Magdeburg l Zum Prozessbeginn stellte Rechtsanwalt Carsten Schneider den Antrag, die Öffentlichkeit für die gesamte Dauer des Verfahrens auszuschließen. Das Gericht lehnte den Antrag ab, beschloss allerdings, dass während der Aussage der 64-Jährigen und der Verlesung des psychiatrischen Gutachtens die Öffentlichkeit ausgeschlossen wird. Die Begründung des Verteidigers, dass es sich womöglich um die Unterbringung in einer psychiatrischen Klinik handeln könnte, sah die Kammer nach Einschätzung der Gutachterin nicht.

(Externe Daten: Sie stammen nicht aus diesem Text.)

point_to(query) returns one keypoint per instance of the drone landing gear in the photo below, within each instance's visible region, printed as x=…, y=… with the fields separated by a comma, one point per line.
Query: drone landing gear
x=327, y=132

Staatsanwalt Arnold Murra wirft Bärbel S. vor, am 24. August 2019 in Biere, ihren betrunkenen Ehemann erstochen zu haben. Dem soll ein Streit der beiden vorausgegangen sein. Auch in der Vergangenheit soll es immer wieder vorgekommen sein, dass der Hausmeister einer Supermarktkette gegenüber seiner Frau tätlich geworden ist.

Zum Messer gegriffen

Zu Beginn des Streits habe das spätere Opfer seine Frau beleidigt und sie unter anderem als "Hure" bezeichnet. Außerdem habe der 69-Jährige gedroht, sie umzubringen, und sie ins Gesicht geschlagen. Daraufhin habe S. ein Messer ergriffen, dass sie vorsorglich neben ihr Bett gelegt hatte und zweimal in den Bauch des Mannes gestochen. Der 69-Jährige habe sich noch zum Bett schleppen können und sei dort während der Nacht verblutet.

Die 1. Große Strafkammer hat in ihrem Eröffnungsbeschluss vom 22. Juni 2020 darauf hingewiesen, dass möglicherweise auch eine Verurteilung der Angeklagten wegen Totschlags durch Unterlassen und gegebenenfalls die Annahme eines minderschweren Falles in Betracht kommt.